3/4/2011
[5:54 PM]
Oleh Ayatulloh Marsai
Menarik sekali tajuk yang diangkat oleh Banten Raya Post, 2 Maret 2011, “Menata Banten Lama”. Menarik, karena fenomena menata Banten Lama bukan hal baru. Tapi sudah di kumandangkan sejak Banten resmi menjadi provinsi tersendiri dari Jawa Barat. Namun, dari dulu sampai sekarang masalahnya masih kurang lebih sama, kecilnya anggaran, masalah internal dan rendahnya kesadaran masyarakat sekitar menjadi faktor penghambat berlangsungnya penataan tersebut.
Sementara, seluruh masyarakat Banten, bahkan seluruh masyarakat Indonesia , merasa memiliki peninggalan Kesultanan Islam Banten ini. Tertatanya Banten Lama menjadi komplek peninggalan sejarah sekaligus komplek wisata yang rapih, bersih dan nyaman tentu menjadi harapan semua pihak. Kesan yang selama ini tidak dirasakan oleh para pengunjung, baik domestik maupun mancanegara.
Saya pribadi sering berkunjung ke Banten Lama. Sejak kecil, masa sekolah, lebih-lebih masa kuliah (berkaitan jurusan saya Sejarah dan Peradaban Islam), hingga sekarang saya sering membawa siswa saya untuk wisata sejarah ke komplek Banten Lama. Tidak ada kesan indah selama berkaitan dengan pelayanan dan perawatan tempat-tempat bersejarah di Banten Lama ini. Sebaliknya, kesan semerawut dan tidak nyaman oleh keberadaan pedagang dan pengemis-pengemis yang di luar kewajaran. Itu di sekitar Masjid Agung.
Di tempat-tempat bersejarah lainnya, seperti Istana Kaibon, Istana Surosowan, Meuseum Kepurbakalaan Banten Lama, Benteng Speelwizk, selama belasan tahun terakhir tidak beranjak dari keadaannya semula. Tidak ada perubahan seiring dengan perubahan status Banten menjadi provinsi. Ketika saya tanya sana-sini, sebabnya lagi-lagi warga masyarakat yang tidak mengindahkan himbauan dari petugas. Pemandangan istana menjadi lapangan bola, tempat menggembala kambing, hingga tempat mojok-nya pasangan remaja menjadi pemandangan sehari-hari. Belum lagi, sungai-sungai yang mengelilingi Banten Lama menjadi tempat sampah raksasa paling diminati oleh warga. Ada yang menjadikannya tempat usaha dan ada juga yang terlantar begitu saja dengan semak belukar menyelimutinya. Padahal, sungai sepanjang Banten Lama dulu menjadi kanal-kanal indah yang menjadi jalur transportasi perahu-perahu yang membawa barang dari kapal besar di Karangantu ke istana dan sebaliknya.

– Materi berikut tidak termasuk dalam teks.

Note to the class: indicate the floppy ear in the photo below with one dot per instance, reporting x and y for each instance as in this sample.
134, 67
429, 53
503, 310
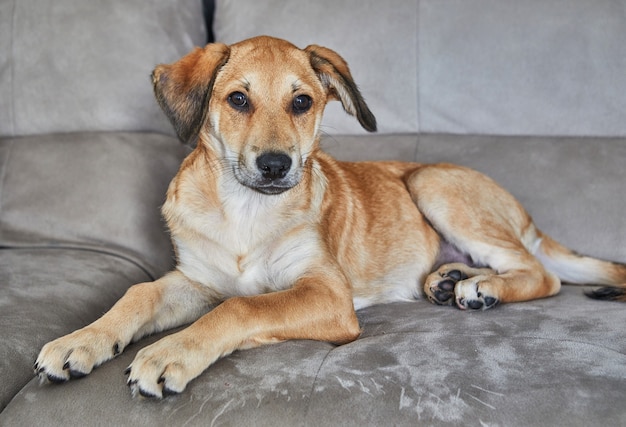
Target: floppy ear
335, 75
183, 88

Sungguh akan menjadi pemandangan yang indah dan menjadi daya tarik tersendiri bila fungsi sungai itu sekarang direkonstruksi sebagaimana fungsinya semula.

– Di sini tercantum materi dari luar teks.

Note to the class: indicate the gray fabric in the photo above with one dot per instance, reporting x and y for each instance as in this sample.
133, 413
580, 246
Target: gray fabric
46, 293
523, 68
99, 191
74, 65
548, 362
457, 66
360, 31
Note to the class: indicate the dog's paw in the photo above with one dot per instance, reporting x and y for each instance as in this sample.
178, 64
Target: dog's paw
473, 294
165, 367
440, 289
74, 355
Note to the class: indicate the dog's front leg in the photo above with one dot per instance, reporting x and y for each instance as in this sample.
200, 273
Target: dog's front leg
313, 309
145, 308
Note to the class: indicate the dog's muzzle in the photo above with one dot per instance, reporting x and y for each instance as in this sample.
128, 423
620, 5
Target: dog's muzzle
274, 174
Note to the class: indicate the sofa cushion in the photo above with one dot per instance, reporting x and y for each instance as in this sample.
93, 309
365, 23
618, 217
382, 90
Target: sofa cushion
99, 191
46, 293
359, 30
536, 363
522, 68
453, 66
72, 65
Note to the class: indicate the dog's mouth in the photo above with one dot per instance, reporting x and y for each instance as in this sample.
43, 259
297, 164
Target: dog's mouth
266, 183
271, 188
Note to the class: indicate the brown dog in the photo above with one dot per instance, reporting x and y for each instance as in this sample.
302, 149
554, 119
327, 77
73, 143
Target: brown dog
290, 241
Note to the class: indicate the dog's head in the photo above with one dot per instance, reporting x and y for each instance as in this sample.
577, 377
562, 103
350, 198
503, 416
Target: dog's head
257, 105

Mimpi ini sekarang terpaut pada rencana Pemkot Serang untuk menata pendapatan asli daerah dari retribusi pengunjung Banten Lama. Pemkot Serang, menyadari betul bahwa Banten Lama adalah potensi pendapatan asli daerah (PAD) yang cukup besar. Itu dapat dilihat dari perkiraan pengunjung yang datang ke Banten Lama tidak kurang dari 16 juta per tahunnya. Oleh karena itu, Pemkot Serang berencana memungut retribusi dari pengunjung Banten Lama sebesar Rp 1.000. Dengan demikian, penataan kembali Banten Lama tidak hanya tergantung pada anggaran APBN, Pemprov Banten namun sekarang mendapat suntikan tambahan dari Pemda Serang sendiri sebagai pemerintahan yang langsung mengelola wilayah tersebut. Atau lebih sempurna lagi kalau Banten Lama mampu membiayai dirinya sendiri untuk biaya oprasional dan peningkatan pelayanan terhadap para pengunjung, baik peziarah maupun wisatawan sejarah. Tentu saja biaya itu didapat dari retribusi yang selama ini diberlakukan atau yang sedang digodong oleh Dinas Kebudayaan dan Pariwisata Kota Serang saat ini.

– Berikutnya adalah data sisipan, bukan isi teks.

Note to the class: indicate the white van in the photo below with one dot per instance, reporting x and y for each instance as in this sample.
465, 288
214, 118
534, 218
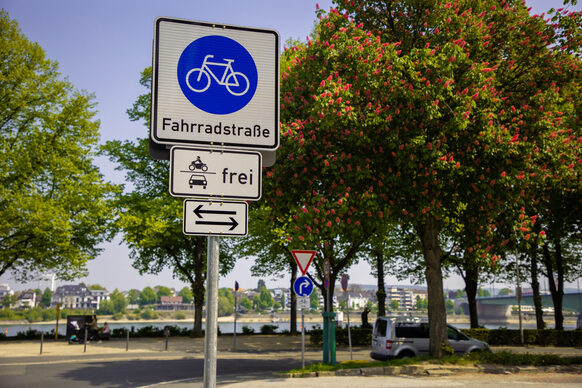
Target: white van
392, 339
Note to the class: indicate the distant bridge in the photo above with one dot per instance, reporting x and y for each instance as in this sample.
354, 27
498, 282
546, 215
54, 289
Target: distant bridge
571, 301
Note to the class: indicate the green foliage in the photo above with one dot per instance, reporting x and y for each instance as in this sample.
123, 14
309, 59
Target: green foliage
246, 303
55, 207
132, 296
149, 314
360, 336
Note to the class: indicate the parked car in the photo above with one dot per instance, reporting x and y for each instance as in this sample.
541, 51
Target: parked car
392, 339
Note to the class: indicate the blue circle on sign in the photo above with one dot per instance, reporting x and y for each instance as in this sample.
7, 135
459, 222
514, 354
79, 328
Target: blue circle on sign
303, 286
217, 74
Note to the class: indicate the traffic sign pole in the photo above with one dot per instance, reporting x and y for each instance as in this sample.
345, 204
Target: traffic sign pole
210, 339
302, 338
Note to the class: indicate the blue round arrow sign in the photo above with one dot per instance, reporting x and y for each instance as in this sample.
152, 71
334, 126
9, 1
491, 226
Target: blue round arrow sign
303, 286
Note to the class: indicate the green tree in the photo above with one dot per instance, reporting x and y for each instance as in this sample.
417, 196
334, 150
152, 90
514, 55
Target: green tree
246, 303
151, 220
147, 296
9, 300
414, 110
450, 306
46, 298
505, 291
186, 295
54, 203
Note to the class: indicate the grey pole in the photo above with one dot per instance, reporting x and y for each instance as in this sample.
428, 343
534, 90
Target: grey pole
349, 332
302, 338
211, 313
234, 331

Semua kendala yang tampak dipermukaan sejak urusan internal, pedagang, hingga warga sekitar Banten Lama, saya kira bermuara pada satu sebab, yaitu rendahnya “kesadaran sejarah”. Jika “diagnose” ini disepakati, maka perlu kiranya menanamkan kesadaran sejarah itu kepada masyarakat sekitar khususnya, seluruh masyarakat Banten pada umumnya. Dan, secara sederhana wilayah penyadaran sejarah terbagi dua, yaitu sekolah dan masyarakat umum.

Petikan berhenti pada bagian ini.